Шерсть на нем свалялась, одно ухо торчит кверху, другое висит, и бегает он как-то боком – следы задних ног сантиметра на два правее передних. Порода? Какая там порода! Ни о какой породе не может быть и речи. Вернее, пять-шесть собачьих пород вместе. И все-таки не надо забывать, что с начала войны у него уже шестьдесят восемь боевых вылетов.
Если хотите знать подробности, обратитесь к начальнику строевой части полка старшему лейтенанту административной службы Сольцову. Сольцов все записывает, у него точнейший учет всех боевых действий каждого экипажа. На Кайта он тоже завел особый листок, только хранит его не в несгораемом шкафу вместе с остальными документами, а в своем личном ящике письменного стола. В этом листке вы можете увидеть, сколько за те боевые вылеты, в которых участвовал Кайт, уничтожено немецких танков, сколько потоплено транспортов, сколько разбито мостов и железнодорожных эшелонов, сколько подавлено батарей, сколько рассеяно и истреблено вражеской пехоты. Вы, конечно, можете сказать, что никаких тут у Кайта заслуг нет, потому что летал он только в качестве пассажира, и будете правы. Однако все-таки любопытно отметить, что собака принимала участие в таких великих делах.
Кайт вырос на аэродроме, среди самолетов, и привык к ним, как собака пастуха привыкает к коровам. Он нисколько не боялся шума и грохота моторов и отлично умел обращаться с самолетами – сторонился, когда они шли на посадку, чтобы не попасть под колеса, и знал, как встать при взлете, чтобы его не сбил с ног ветер винта.

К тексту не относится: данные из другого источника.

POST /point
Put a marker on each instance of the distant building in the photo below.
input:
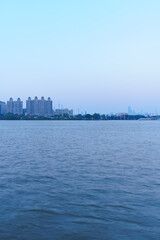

Он родился незадолго перед войной, и вся жизнь его прошла на войне. Он понимал, что такое оружие, нисколько его не боялся, но был разумно осторожен. Когда оружейники испытывали на аэродроме пулеметы своих машин, Кайт умел отойти в такое место, где случайная пуля не могла задеть его. Когда немецкая артиллерия обстреливала аэродром, Кайт заходил в землянку, под укрытие, но делал это без всякой паники, спокойно, с чувством собственного достоинства.
На аэродроме было много автомашин, и он очень любил в них ездить. Когда летчики отправлялись на полуторатонке к своим самолетам, он бежал рядом и лаял до тех пор, пока его не подсаживали в кузов. Но больше всего на свете он любил ездить в «эмке» своего хозяина на охоту за вальдшнепами.
Предки Кайта, вероятно, нередко принимали участие в охоте, но ни одному из них не приходилось охотиться так, как Кайту. Мало кто знает, что такое охота на автомобиле. Но у нас на аэродроме этот род охоты был очень распространен.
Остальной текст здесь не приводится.